The Great Salad Oil Swindle
- First edition
- Author: Norman C. Miller
- Language: English
- Genre: Nonfiction, Business, Economics
- Published: 1965
- Publisher: Coward McCann
- Publication place: United States
- Pages: 256 pp.
- OCLC: 265024
- LC Class: HV6766.D4 M5

= The Great Salad Oil Swindle =

1965 book by Norman Charles Miller

The Great Salad Oil Swindle is a book by Wall Street Journal reporter Norman C. Miller about Tino De Angelis, a New Jersey–based wholesaler and commodities trader who dealt in vegetable oil futures contracts. The book was published in 1965 by Coward McCann.

==Overview==
In 1963, De Angelis was responsible for the Salad Oil scandal, a major financial racket involving fraudulent warehouse receipts, when he attempted to corner the soybean oil market.
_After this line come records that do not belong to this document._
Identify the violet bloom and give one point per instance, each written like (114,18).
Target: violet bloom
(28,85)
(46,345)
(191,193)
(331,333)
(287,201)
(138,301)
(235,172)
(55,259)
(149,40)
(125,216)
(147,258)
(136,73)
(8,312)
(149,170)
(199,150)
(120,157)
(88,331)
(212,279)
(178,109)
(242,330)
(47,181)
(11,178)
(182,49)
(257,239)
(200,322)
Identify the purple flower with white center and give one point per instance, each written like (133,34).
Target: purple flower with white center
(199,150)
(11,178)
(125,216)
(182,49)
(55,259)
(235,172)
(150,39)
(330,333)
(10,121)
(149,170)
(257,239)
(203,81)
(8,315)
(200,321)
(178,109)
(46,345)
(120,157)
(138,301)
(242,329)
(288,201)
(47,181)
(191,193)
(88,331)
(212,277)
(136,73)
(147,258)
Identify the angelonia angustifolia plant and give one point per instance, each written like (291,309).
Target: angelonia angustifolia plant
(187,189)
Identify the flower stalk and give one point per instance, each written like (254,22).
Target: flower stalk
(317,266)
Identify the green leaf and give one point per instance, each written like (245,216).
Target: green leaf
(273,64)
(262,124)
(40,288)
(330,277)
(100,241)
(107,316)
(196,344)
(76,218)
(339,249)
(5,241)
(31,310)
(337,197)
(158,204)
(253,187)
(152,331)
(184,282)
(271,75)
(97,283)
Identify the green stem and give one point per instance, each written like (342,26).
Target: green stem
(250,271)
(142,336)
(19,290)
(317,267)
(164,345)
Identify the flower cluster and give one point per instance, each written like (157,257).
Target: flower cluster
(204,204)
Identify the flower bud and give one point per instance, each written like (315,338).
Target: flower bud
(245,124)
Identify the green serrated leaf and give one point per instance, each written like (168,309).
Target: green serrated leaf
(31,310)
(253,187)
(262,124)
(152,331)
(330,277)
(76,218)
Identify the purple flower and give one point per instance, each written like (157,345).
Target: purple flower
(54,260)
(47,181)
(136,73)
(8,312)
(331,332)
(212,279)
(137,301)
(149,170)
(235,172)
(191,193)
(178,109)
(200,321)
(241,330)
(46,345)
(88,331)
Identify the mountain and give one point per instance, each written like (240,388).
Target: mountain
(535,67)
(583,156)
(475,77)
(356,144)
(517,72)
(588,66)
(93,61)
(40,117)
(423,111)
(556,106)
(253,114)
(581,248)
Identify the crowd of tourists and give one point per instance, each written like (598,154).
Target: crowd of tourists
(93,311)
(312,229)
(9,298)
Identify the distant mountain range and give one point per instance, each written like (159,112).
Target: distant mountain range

Soybean oil is an ingredient of salad dressing and has many other uses. In the aftermath of the scandal, 51 investors were swindled out of approximately $175 million ($1.4 billion in 2018 dollars).

==Recognition==
Miller was awarded the Pulitzer Prize in 1964 for his reporting of the De Angelis scam in the Wall Street Journal, on which the book is based.